3) Every poll is positioned on the middle of its fieldwork, not at the end of it. This seems more appropriate since the information has been gathered over a period of time and reflects the variation in opinion during that period.

4) The data used come from the answers to the question about voting intention for the four candidates (and others).

5) All the tracking polls are included only once for each period: For example, a poll conducted on three days is included once every three days. In this way, we only include independent data, which is appropriate in statistical terms.

6) I do not include the LA Times polls, mostly for two reasons. First, there is only one sample interviewed, always the same. If this sample is biased, all the polls are therefore biased. Second, the question used ask respondents to rate the probability that they will vote for each candidate.

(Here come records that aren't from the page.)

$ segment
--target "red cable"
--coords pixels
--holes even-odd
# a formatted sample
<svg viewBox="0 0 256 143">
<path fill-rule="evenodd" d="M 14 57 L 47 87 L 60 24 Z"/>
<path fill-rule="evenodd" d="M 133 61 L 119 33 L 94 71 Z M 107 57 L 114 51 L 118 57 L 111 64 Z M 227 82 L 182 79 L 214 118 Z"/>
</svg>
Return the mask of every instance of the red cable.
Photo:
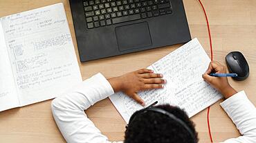
<svg viewBox="0 0 256 143">
<path fill-rule="evenodd" d="M 199 1 L 200 3 L 201 6 L 203 8 L 203 12 L 204 12 L 204 14 L 205 14 L 205 16 L 206 22 L 207 22 L 207 28 L 208 29 L 209 39 L 210 39 L 210 59 L 211 59 L 211 60 L 212 60 L 212 59 L 213 59 L 213 52 L 212 52 L 212 36 L 210 35 L 209 21 L 208 21 L 208 19 L 207 17 L 206 11 L 204 9 L 204 7 L 203 7 L 203 5 L 202 2 L 201 1 L 201 0 L 199 0 Z M 208 132 L 209 132 L 210 142 L 213 142 L 212 133 L 210 132 L 209 113 L 210 113 L 210 107 L 208 107 L 208 111 L 207 111 L 207 124 L 208 124 Z"/>
</svg>

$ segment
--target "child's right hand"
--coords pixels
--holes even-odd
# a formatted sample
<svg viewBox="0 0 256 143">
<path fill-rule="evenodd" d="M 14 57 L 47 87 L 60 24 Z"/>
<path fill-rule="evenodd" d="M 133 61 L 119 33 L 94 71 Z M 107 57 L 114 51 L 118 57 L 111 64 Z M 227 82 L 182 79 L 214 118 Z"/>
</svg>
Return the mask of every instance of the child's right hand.
<svg viewBox="0 0 256 143">
<path fill-rule="evenodd" d="M 230 85 L 227 77 L 214 77 L 209 74 L 211 72 L 217 74 L 226 74 L 226 67 L 217 61 L 210 63 L 206 72 L 203 74 L 203 79 L 212 87 L 220 91 L 225 98 L 228 98 L 235 94 L 237 91 Z"/>
</svg>

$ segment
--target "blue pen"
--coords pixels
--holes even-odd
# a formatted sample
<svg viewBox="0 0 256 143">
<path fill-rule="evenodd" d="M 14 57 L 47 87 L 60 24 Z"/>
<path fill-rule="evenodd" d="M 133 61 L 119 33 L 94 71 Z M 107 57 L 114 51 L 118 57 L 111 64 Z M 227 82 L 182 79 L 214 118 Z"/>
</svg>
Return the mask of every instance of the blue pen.
<svg viewBox="0 0 256 143">
<path fill-rule="evenodd" d="M 210 74 L 210 76 L 215 76 L 215 77 L 237 77 L 237 74 L 232 73 L 232 74 Z"/>
</svg>

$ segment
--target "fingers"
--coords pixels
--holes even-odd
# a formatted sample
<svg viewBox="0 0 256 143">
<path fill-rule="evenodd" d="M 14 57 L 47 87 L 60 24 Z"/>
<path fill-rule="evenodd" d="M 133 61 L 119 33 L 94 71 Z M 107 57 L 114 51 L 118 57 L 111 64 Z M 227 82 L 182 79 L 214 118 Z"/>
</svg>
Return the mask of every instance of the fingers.
<svg viewBox="0 0 256 143">
<path fill-rule="evenodd" d="M 142 78 L 163 78 L 163 74 L 149 73 L 149 74 L 142 74 L 141 76 Z"/>
<path fill-rule="evenodd" d="M 226 72 L 225 67 L 217 61 L 210 62 L 205 73 L 210 74 L 213 70 L 216 73 Z"/>
<path fill-rule="evenodd" d="M 212 80 L 214 78 L 214 77 L 209 76 L 207 73 L 203 74 L 203 78 L 209 84 L 211 84 L 212 82 Z"/>
<path fill-rule="evenodd" d="M 142 106 L 145 106 L 145 102 L 143 99 L 141 99 L 141 98 L 137 94 L 134 94 L 131 96 L 133 99 L 134 99 L 134 100 L 136 100 L 137 102 L 138 102 L 139 104 L 140 104 Z"/>
<path fill-rule="evenodd" d="M 165 84 L 166 80 L 161 78 L 145 78 L 143 82 L 145 84 Z"/>
<path fill-rule="evenodd" d="M 146 73 L 153 73 L 153 70 L 148 69 L 140 69 L 137 71 L 138 74 L 146 74 Z"/>
<path fill-rule="evenodd" d="M 143 87 L 145 90 L 152 89 L 162 89 L 162 88 L 163 88 L 163 85 L 159 85 L 159 84 L 145 85 Z"/>
</svg>

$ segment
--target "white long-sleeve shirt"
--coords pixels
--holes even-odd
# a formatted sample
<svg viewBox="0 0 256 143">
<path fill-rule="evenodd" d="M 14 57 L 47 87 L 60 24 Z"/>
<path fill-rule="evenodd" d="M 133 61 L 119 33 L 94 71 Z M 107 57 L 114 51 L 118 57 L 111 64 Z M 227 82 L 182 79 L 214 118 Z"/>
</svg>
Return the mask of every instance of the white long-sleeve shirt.
<svg viewBox="0 0 256 143">
<path fill-rule="evenodd" d="M 113 93 L 108 80 L 101 74 L 98 74 L 84 80 L 73 91 L 53 100 L 53 115 L 67 142 L 111 142 L 87 118 L 84 110 Z M 244 91 L 226 100 L 221 106 L 242 135 L 224 142 L 255 143 L 256 109 Z"/>
</svg>

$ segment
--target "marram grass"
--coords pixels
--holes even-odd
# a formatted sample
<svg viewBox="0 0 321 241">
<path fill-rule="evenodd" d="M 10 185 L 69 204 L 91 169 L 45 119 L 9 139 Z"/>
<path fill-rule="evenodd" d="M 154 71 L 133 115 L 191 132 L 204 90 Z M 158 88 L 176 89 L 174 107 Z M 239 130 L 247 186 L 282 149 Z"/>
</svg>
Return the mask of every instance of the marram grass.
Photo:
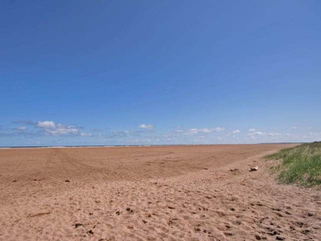
<svg viewBox="0 0 321 241">
<path fill-rule="evenodd" d="M 282 150 L 265 157 L 282 160 L 273 168 L 281 182 L 306 186 L 321 184 L 321 142 Z"/>
</svg>

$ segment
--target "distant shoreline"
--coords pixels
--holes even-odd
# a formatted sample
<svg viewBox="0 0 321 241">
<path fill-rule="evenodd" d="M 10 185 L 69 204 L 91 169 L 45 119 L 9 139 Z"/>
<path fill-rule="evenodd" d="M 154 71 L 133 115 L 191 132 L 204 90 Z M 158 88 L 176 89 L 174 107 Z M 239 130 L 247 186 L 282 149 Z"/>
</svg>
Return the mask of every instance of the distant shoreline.
<svg viewBox="0 0 321 241">
<path fill-rule="evenodd" d="M 303 142 L 271 142 L 263 143 L 239 143 L 239 144 L 167 144 L 167 145 L 93 145 L 93 146 L 27 146 L 21 147 L 0 147 L 0 149 L 9 148 L 64 148 L 79 147 L 166 147 L 185 146 L 219 146 L 228 145 L 268 145 L 268 144 L 300 144 Z"/>
</svg>

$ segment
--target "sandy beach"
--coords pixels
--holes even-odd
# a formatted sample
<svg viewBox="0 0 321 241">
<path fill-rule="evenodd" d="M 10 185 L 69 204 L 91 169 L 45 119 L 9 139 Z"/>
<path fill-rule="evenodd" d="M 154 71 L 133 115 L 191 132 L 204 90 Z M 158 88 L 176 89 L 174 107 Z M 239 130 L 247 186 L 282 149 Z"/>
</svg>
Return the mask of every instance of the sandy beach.
<svg viewBox="0 0 321 241">
<path fill-rule="evenodd" d="M 1 149 L 0 240 L 321 240 L 320 190 L 262 158 L 293 146 Z"/>
</svg>

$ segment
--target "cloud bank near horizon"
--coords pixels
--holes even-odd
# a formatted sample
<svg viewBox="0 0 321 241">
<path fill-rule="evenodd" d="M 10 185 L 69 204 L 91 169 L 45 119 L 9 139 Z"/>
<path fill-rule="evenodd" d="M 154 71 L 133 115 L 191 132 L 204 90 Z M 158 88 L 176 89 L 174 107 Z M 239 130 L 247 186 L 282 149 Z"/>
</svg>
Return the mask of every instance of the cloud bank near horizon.
<svg viewBox="0 0 321 241">
<path fill-rule="evenodd" d="M 257 128 L 227 129 L 222 127 L 188 129 L 178 127 L 173 130 L 158 131 L 151 124 L 140 124 L 132 130 L 95 128 L 86 131 L 85 128 L 75 125 L 53 120 L 18 120 L 13 122 L 11 126 L 13 126 L 6 128 L 5 125 L 1 125 L 1 146 L 7 146 L 6 140 L 8 138 L 11 138 L 12 142 L 16 138 L 33 143 L 35 139 L 41 139 L 53 145 L 58 142 L 62 145 L 73 145 L 74 142 L 89 145 L 216 144 L 301 142 L 321 139 L 321 132 L 313 132 L 310 128 L 306 128 L 300 132 L 298 128 L 294 129 L 290 126 L 281 132 L 263 131 Z"/>
</svg>

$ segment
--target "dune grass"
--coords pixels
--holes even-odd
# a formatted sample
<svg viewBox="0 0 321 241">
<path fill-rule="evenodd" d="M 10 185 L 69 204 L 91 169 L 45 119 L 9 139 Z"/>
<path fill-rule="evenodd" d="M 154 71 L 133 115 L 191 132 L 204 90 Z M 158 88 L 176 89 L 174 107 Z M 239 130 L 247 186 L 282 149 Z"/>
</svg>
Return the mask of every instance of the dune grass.
<svg viewBox="0 0 321 241">
<path fill-rule="evenodd" d="M 321 142 L 302 144 L 265 157 L 281 159 L 272 169 L 283 183 L 312 186 L 321 184 Z"/>
</svg>

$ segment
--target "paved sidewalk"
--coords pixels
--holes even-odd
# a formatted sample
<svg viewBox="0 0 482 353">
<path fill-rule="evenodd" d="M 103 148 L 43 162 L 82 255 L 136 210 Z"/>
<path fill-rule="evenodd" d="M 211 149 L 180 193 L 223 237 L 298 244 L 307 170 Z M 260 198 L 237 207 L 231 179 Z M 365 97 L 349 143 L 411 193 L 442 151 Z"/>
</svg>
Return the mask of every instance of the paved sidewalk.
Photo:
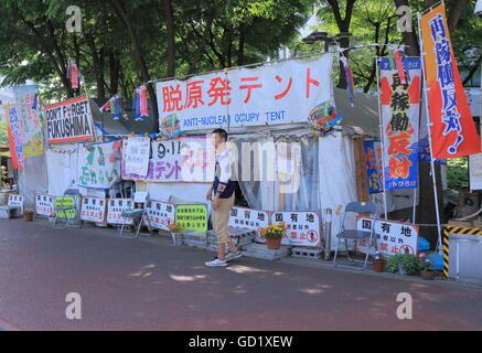
<svg viewBox="0 0 482 353">
<path fill-rule="evenodd" d="M 0 220 L 0 330 L 482 330 L 480 288 L 213 256 L 171 239 Z M 302 261 L 301 261 L 302 263 Z M 82 320 L 67 320 L 68 292 Z M 413 320 L 397 319 L 399 292 Z"/>
</svg>

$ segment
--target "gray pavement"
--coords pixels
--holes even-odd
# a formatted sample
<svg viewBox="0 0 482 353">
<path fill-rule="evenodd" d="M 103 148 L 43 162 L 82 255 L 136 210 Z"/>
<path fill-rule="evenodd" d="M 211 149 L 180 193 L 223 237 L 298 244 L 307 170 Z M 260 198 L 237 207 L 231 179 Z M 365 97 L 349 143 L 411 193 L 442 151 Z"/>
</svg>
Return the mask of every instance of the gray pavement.
<svg viewBox="0 0 482 353">
<path fill-rule="evenodd" d="M 0 330 L 482 330 L 482 290 L 0 220 Z M 408 280 L 407 280 L 408 279 Z M 82 319 L 65 315 L 82 296 Z M 396 315 L 399 292 L 413 319 Z"/>
</svg>

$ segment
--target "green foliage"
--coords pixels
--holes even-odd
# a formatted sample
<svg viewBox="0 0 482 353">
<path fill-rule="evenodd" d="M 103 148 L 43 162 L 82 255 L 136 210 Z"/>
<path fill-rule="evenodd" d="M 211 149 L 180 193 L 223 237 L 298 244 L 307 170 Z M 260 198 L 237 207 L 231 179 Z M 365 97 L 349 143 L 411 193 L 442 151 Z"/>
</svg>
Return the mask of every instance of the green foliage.
<svg viewBox="0 0 482 353">
<path fill-rule="evenodd" d="M 398 264 L 409 276 L 415 276 L 420 271 L 420 260 L 417 256 L 410 254 L 394 255 L 387 260 L 387 269 L 392 274 L 398 271 Z"/>
<path fill-rule="evenodd" d="M 461 190 L 469 188 L 468 158 L 450 158 L 447 161 L 447 184 L 449 189 Z"/>
</svg>

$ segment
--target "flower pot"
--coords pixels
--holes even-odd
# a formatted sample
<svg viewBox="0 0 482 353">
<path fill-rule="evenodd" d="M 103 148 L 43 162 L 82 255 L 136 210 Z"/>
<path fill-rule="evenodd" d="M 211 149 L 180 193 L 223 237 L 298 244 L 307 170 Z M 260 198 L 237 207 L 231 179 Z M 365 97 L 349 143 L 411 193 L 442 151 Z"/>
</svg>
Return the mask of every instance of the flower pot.
<svg viewBox="0 0 482 353">
<path fill-rule="evenodd" d="M 373 270 L 375 272 L 383 272 L 385 267 L 385 261 L 373 261 Z"/>
<path fill-rule="evenodd" d="M 420 276 L 424 279 L 430 280 L 430 279 L 433 279 L 436 277 L 436 272 L 435 271 L 425 271 L 425 270 L 421 270 L 420 271 Z"/>
<path fill-rule="evenodd" d="M 281 237 L 267 237 L 266 246 L 270 250 L 278 250 L 281 247 Z"/>
<path fill-rule="evenodd" d="M 33 213 L 24 213 L 23 214 L 23 221 L 32 222 L 33 221 Z"/>
</svg>

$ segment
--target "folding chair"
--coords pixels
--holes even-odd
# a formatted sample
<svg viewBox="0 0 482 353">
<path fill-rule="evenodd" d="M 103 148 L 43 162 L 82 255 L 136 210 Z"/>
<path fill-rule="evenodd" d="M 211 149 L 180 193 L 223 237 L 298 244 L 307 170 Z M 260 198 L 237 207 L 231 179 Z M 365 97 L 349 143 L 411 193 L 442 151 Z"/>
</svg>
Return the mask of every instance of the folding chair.
<svg viewBox="0 0 482 353">
<path fill-rule="evenodd" d="M 75 217 L 68 217 L 66 216 L 66 213 L 68 212 L 76 212 L 77 210 L 77 205 L 78 205 L 78 201 L 81 200 L 81 192 L 78 191 L 78 189 L 67 189 L 64 192 L 64 196 L 71 196 L 74 199 L 74 205 L 73 206 L 60 206 L 60 207 L 55 207 L 55 218 L 54 222 L 52 223 L 52 227 L 54 229 L 66 229 L 68 228 L 71 225 L 73 227 L 76 228 L 82 228 L 82 221 L 78 218 L 78 215 L 76 214 Z M 62 213 L 63 215 L 65 215 L 66 217 L 60 217 L 58 214 Z M 57 221 L 60 220 L 64 220 L 65 223 L 64 225 L 62 225 L 61 223 L 57 223 Z M 72 224 L 71 224 L 72 223 Z"/>
<path fill-rule="evenodd" d="M 143 207 L 142 208 L 132 207 L 132 208 L 128 208 L 128 210 L 122 211 L 121 215 L 124 217 L 124 223 L 119 229 L 119 237 L 126 238 L 126 239 L 135 239 L 139 236 L 139 231 L 140 231 L 141 225 L 142 225 L 143 216 L 146 214 L 146 202 L 147 202 L 148 197 L 149 197 L 149 194 L 147 192 L 136 192 L 133 194 L 133 205 L 136 205 L 136 203 L 142 203 Z M 137 227 L 135 236 L 122 235 L 127 218 L 132 218 L 133 226 Z M 149 217 L 147 220 L 148 220 L 149 226 L 151 226 Z M 136 223 L 138 223 L 138 224 L 136 224 Z"/>
<path fill-rule="evenodd" d="M 357 214 L 361 213 L 369 213 L 373 216 L 373 222 L 372 222 L 372 229 L 368 231 L 357 231 L 357 229 L 346 229 L 345 228 L 345 217 L 346 217 L 346 213 L 347 212 L 354 212 Z M 343 212 L 343 217 L 342 217 L 342 226 L 341 226 L 341 233 L 336 234 L 336 237 L 339 239 L 338 245 L 336 245 L 336 250 L 334 253 L 334 258 L 333 258 L 333 265 L 335 267 L 345 267 L 345 268 L 351 268 L 351 269 L 364 269 L 366 267 L 366 264 L 368 263 L 368 254 L 369 254 L 369 248 L 372 246 L 372 240 L 374 238 L 375 235 L 375 222 L 376 222 L 376 205 L 374 203 L 360 203 L 360 202 L 351 202 L 345 206 L 345 211 Z M 350 260 L 350 263 L 360 263 L 363 264 L 363 266 L 346 266 L 346 265 L 338 265 L 336 264 L 336 256 L 338 256 L 338 252 L 340 248 L 340 243 L 341 240 L 344 240 L 345 243 L 345 248 L 346 248 L 346 256 Z M 350 257 L 349 254 L 349 245 L 346 239 L 352 239 L 355 240 L 355 246 L 356 246 L 356 242 L 357 240 L 362 240 L 362 239 L 368 239 L 368 244 L 366 246 L 366 256 L 365 256 L 365 260 L 356 260 L 356 259 L 352 259 Z M 377 245 L 376 245 L 376 239 L 375 239 L 375 249 L 377 249 Z"/>
</svg>

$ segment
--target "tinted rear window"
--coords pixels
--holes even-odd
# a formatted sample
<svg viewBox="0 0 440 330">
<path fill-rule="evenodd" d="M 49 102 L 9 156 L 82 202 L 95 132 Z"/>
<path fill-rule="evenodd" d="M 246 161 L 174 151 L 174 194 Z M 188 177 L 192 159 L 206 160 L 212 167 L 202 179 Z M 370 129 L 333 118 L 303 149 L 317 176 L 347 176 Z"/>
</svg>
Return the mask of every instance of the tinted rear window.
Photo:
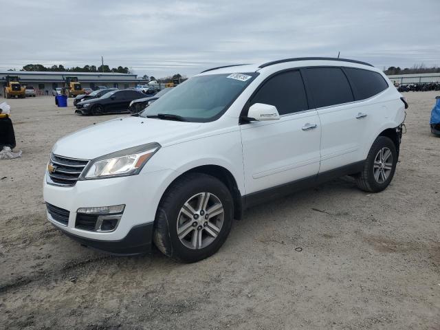
<svg viewBox="0 0 440 330">
<path fill-rule="evenodd" d="M 371 98 L 388 88 L 386 81 L 377 72 L 351 67 L 344 70 L 354 85 L 353 91 L 356 100 Z"/>
<path fill-rule="evenodd" d="M 307 98 L 299 71 L 289 71 L 270 78 L 250 101 L 274 105 L 280 115 L 307 110 Z"/>
<path fill-rule="evenodd" d="M 307 84 L 317 108 L 354 101 L 349 81 L 339 67 L 305 69 Z"/>
</svg>

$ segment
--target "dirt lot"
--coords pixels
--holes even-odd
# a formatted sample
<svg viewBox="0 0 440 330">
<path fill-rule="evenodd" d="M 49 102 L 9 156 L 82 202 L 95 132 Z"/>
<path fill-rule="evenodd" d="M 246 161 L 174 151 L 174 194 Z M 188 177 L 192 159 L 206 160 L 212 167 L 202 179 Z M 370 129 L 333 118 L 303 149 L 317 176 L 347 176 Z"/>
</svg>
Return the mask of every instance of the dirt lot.
<svg viewBox="0 0 440 330">
<path fill-rule="evenodd" d="M 437 94 L 406 94 L 385 191 L 346 177 L 254 208 L 192 265 L 109 256 L 52 227 L 42 195 L 52 146 L 113 116 L 8 100 L 23 157 L 0 160 L 0 329 L 439 329 L 440 138 L 428 124 Z"/>
</svg>

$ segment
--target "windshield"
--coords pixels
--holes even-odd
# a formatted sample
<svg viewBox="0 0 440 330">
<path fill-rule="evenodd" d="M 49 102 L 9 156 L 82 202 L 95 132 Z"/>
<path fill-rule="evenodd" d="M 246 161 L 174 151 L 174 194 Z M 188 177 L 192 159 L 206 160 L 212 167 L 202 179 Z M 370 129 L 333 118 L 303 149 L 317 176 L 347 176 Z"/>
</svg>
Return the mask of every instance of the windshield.
<svg viewBox="0 0 440 330">
<path fill-rule="evenodd" d="M 90 96 L 96 96 L 98 95 L 98 94 L 100 91 L 100 91 L 100 90 L 98 89 L 98 91 L 92 91 L 92 92 L 91 92 L 91 93 L 90 93 L 89 95 Z"/>
<path fill-rule="evenodd" d="M 110 96 L 111 96 L 113 94 L 114 94 L 115 93 L 116 93 L 118 91 L 109 91 L 108 93 L 106 93 L 105 94 L 104 94 L 102 96 L 100 97 L 100 98 L 109 98 Z"/>
<path fill-rule="evenodd" d="M 140 116 L 177 116 L 188 122 L 215 120 L 257 75 L 252 72 L 192 77 L 171 88 L 166 95 L 148 107 Z"/>
</svg>

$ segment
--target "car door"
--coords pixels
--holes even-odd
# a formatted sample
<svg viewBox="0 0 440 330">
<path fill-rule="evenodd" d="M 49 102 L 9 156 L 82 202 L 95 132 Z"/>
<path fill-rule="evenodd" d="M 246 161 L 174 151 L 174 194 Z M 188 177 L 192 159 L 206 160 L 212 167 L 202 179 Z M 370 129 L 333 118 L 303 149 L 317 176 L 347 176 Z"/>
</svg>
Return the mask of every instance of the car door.
<svg viewBox="0 0 440 330">
<path fill-rule="evenodd" d="M 128 109 L 130 106 L 130 103 L 133 100 L 139 100 L 140 98 L 145 98 L 145 94 L 144 93 L 138 91 L 131 91 L 130 92 L 129 100 L 127 100 L 126 108 L 125 109 Z"/>
<path fill-rule="evenodd" d="M 349 80 L 340 67 L 301 70 L 322 125 L 320 173 L 358 162 L 366 129 Z"/>
<path fill-rule="evenodd" d="M 276 107 L 280 119 L 240 126 L 246 195 L 306 177 L 319 170 L 320 123 L 309 109 L 301 74 L 276 74 L 258 87 L 245 107 Z"/>
</svg>

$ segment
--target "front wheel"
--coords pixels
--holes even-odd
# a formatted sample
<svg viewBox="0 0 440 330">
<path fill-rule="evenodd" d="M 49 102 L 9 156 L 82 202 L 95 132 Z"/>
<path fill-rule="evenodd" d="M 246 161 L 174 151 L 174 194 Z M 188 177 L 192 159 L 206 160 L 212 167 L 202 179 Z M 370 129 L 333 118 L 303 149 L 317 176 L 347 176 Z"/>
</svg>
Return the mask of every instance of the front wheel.
<svg viewBox="0 0 440 330">
<path fill-rule="evenodd" d="M 388 187 L 397 164 L 394 142 L 386 136 L 375 140 L 365 161 L 363 170 L 355 177 L 358 187 L 369 192 L 379 192 Z"/>
<path fill-rule="evenodd" d="M 153 241 L 164 254 L 193 263 L 214 254 L 232 223 L 228 188 L 202 173 L 184 175 L 165 192 L 157 209 Z"/>
</svg>

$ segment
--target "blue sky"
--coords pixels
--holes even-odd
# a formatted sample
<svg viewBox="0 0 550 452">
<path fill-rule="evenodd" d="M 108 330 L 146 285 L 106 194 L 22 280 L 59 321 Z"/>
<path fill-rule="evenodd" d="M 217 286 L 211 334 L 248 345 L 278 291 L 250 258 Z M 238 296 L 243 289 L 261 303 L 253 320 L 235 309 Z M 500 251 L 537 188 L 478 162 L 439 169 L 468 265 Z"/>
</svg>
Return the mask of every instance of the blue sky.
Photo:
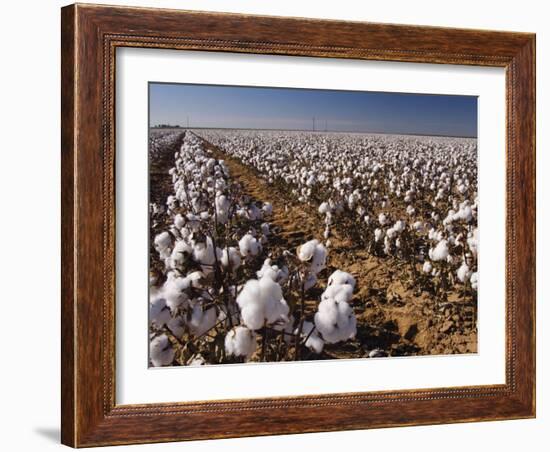
<svg viewBox="0 0 550 452">
<path fill-rule="evenodd" d="M 150 125 L 477 136 L 477 97 L 149 84 Z"/>
</svg>

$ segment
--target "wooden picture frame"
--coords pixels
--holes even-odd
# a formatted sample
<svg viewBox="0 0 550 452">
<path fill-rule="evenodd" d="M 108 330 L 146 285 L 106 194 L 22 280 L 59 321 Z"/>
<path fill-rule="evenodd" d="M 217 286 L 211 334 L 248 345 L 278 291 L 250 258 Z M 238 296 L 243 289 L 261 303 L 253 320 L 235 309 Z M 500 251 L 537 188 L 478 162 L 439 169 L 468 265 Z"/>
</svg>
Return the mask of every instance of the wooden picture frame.
<svg viewBox="0 0 550 452">
<path fill-rule="evenodd" d="M 535 416 L 535 35 L 80 4 L 62 9 L 61 33 L 64 444 L 86 447 Z M 506 383 L 117 405 L 118 47 L 505 68 Z"/>
</svg>

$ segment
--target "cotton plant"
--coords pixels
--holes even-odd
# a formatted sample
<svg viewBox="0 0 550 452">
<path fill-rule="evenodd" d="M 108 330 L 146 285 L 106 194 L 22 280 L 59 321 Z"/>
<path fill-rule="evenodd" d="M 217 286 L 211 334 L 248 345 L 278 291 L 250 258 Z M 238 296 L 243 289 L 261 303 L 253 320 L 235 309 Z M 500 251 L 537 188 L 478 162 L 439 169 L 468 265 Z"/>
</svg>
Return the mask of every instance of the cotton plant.
<svg viewBox="0 0 550 452">
<path fill-rule="evenodd" d="M 318 236 L 274 255 L 278 212 L 243 193 L 208 143 L 318 215 Z M 150 204 L 152 337 L 170 331 L 181 333 L 175 339 L 194 337 L 206 363 L 258 359 L 262 350 L 300 359 L 351 340 L 355 280 L 345 269 L 315 295 L 314 312 L 304 301 L 319 293 L 313 289 L 325 280 L 333 243 L 341 239 L 390 265 L 406 264 L 441 299 L 451 286 L 475 296 L 475 140 L 201 130 L 150 139 L 152 158 L 166 146 L 176 149 L 168 172 L 173 193 Z M 246 331 L 254 335 L 252 353 L 231 348 L 237 328 L 245 329 L 238 330 L 241 339 Z M 187 364 L 195 354 L 174 359 Z"/>
</svg>

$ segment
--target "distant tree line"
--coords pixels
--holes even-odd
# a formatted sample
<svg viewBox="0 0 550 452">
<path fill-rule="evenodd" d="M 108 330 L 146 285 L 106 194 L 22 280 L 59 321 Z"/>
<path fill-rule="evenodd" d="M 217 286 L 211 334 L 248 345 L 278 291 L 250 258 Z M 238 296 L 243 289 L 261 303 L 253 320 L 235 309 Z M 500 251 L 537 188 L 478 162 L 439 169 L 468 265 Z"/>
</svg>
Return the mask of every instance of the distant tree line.
<svg viewBox="0 0 550 452">
<path fill-rule="evenodd" d="M 155 126 L 156 129 L 179 129 L 181 126 L 179 124 L 172 125 L 172 124 L 157 124 Z"/>
</svg>

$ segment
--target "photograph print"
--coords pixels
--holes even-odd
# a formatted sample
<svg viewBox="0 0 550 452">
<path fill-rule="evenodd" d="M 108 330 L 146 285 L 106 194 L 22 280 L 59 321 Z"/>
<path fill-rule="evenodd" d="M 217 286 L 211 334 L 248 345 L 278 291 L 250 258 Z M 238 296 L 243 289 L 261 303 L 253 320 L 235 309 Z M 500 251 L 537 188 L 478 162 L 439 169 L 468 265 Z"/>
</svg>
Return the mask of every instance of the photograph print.
<svg viewBox="0 0 550 452">
<path fill-rule="evenodd" d="M 477 97 L 148 89 L 150 367 L 477 353 Z"/>
</svg>

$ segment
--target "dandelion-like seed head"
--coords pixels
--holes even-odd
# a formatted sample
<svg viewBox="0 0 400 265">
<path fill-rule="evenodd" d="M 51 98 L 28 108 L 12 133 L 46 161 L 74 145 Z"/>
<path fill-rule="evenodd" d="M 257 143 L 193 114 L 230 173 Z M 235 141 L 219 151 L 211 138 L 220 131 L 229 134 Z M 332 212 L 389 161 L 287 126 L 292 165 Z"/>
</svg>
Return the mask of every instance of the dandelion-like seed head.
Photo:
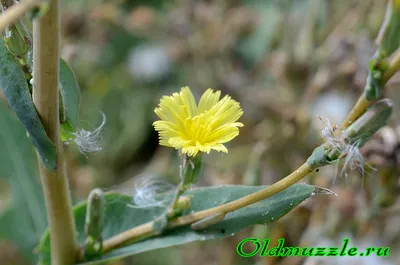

It is well known that these probabilities do not usually add up to 100% unless it is "forced". We may also think that a proportion of these probabilities are around 100 or 0. We do not have the distribution of the these probabilities, only their average. In my view, there is

*not enough information*to integrate this poll, the question asked is too much different from other polls to be compared with them and the sample is akin to a sample of professional respondents, which is problematic.

7) For Canadians, note that, in the USA, IVR cannot be used to call cell phones. This is why pollsters use Web opt-in for a part of their sample (20% in the case of Rasmussen).